The Dreaming Story of Mala

storytelling in the sand Telling stories in the sand. Courtesy of Parks Australia, 2022.

One of the key Dreaming stories of Uluru is the Mala story. The story goes that a group of Mala (rufous hare-wallaby) men travelled from the north to see Uluru, as they thought it would be a good place for an inma (ceremony). In the middle of their ceremony preparations in a cave, a group of Wintalka men approached from the west to invite the Mala to their inma. However, the Mala said no as they had already begun their own inma and could not stop. Disappointed, the men went back and told their people who became enraged, so they created an evil spirit to destroy the Mala inma. This evil spirit was a huge devil-dog called Kurpany. As Kurpany sought out the Mala men, he changed into many forms. The Kingfisher woman Luunpa, spotted Kurpany and warned the Mala people. Unfortunately, they didn't listen and once Kurpany arrived he killed many of the Mala men. The surviving Mala people fled down to South Australia with Kurpany chasing them.

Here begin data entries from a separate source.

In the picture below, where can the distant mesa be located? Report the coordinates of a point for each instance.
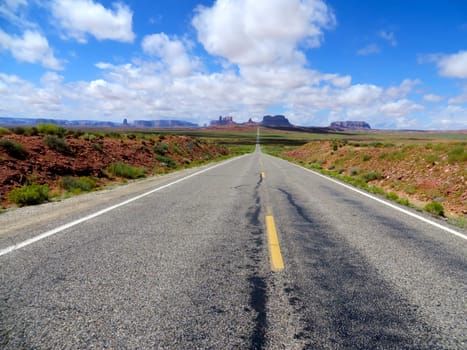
(163, 124)
(94, 123)
(268, 120)
(223, 121)
(350, 125)
(276, 121)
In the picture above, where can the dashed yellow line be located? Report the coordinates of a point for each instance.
(277, 263)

These ancestors still remain at Uluru today. Luunpa remains forever watching out for Kurpany, but in the form of a large rock, and the murdered Mala men remain in their cave. The Mala story has been passed down through generations for thousands of years to the Anangu peoples, teaching them the importance of finishing what you've started, and that you should always watch and listen for signs of danger (Uluru-Kata Tjuta National Park, 2022). 

Sacred rock paintings

Ancient Aboriginal rock paintings at UluruUluru Aboriginal cave paintings. Photo by Kim Dingwall, Wikimedia Commons, 2017.

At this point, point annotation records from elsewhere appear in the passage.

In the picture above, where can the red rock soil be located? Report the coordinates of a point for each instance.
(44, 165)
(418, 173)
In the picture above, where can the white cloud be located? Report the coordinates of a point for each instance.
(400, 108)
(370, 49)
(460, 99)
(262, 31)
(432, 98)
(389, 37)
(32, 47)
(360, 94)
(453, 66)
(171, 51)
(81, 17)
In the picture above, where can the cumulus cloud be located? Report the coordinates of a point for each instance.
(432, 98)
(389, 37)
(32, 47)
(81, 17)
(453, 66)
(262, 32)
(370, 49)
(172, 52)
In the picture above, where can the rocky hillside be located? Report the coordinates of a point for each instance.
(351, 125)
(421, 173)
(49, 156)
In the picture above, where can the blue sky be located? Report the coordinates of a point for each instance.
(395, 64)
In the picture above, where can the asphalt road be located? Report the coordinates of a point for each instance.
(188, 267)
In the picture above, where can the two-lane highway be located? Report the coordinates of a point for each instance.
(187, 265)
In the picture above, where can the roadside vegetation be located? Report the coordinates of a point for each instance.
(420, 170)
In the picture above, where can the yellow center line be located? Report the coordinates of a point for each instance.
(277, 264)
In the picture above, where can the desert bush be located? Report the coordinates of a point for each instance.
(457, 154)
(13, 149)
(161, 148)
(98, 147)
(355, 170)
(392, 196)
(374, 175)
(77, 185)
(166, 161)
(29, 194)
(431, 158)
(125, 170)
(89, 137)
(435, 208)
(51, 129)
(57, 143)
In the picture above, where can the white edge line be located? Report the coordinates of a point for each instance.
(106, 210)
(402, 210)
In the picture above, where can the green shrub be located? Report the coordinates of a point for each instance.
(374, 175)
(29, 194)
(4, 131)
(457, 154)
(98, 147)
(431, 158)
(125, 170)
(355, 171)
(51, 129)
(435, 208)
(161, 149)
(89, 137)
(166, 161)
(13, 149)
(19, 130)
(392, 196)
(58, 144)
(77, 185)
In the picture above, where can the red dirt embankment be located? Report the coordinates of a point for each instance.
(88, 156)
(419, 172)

Along with oral forms of storytelling, rock paintings are key way in which important cultural knowledge and stories have been passed down through the generations for tens of thousands of years. Uluru is world famous for its amazing rock paintings. The rock art and countless petroglyphs around Uluru's caves have many layers of symbols and figures painted on top of each other because these are sites that have been used as a part of Anangu education for thousands of years. Uluru's caves are like a classroom blackboard that a teacher has used to illustrate a lesson, and only those who attend the lesson can fully decipher the notes left behind. Since these special paintings are done in natural pigments, the art is easily damaged. Anangu Aboriginal tribes in the region still perform rituals and teachings in the caves to this day, making new rock art. Today, the local Anangu Aboriginal people work closely with the national park's staff to conserve 80 rock art sites around Uluru (Parks Australia, 2022).

The best way to experience and learn about these inspiring creations is with an experienced local guide. Maruku Arts offers some excellent cave art tours which you can learn more about here.

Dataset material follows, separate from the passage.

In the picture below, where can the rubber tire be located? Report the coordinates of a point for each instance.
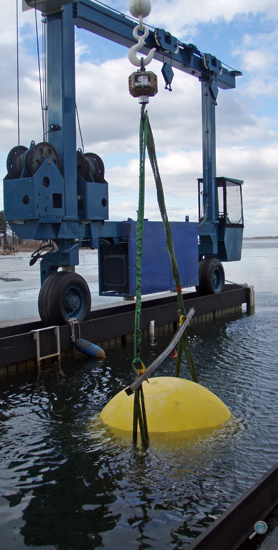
(52, 307)
(211, 277)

Indigenous cultural cave art tour Uluru Maruku Uluru cave art tours. Courtesy of Maruku Arts, 2022.

The sheer physical presence and cultural significance of Uluru make it a landmark like no other on the planet. So, as we enter an era where Uluru is finally protected and managed by its traditional owners, it is so important that visitors continue to be respectful of this sacred site, staying mindful that they are bearing witness to tens of thousands of years of Aboriginal culture.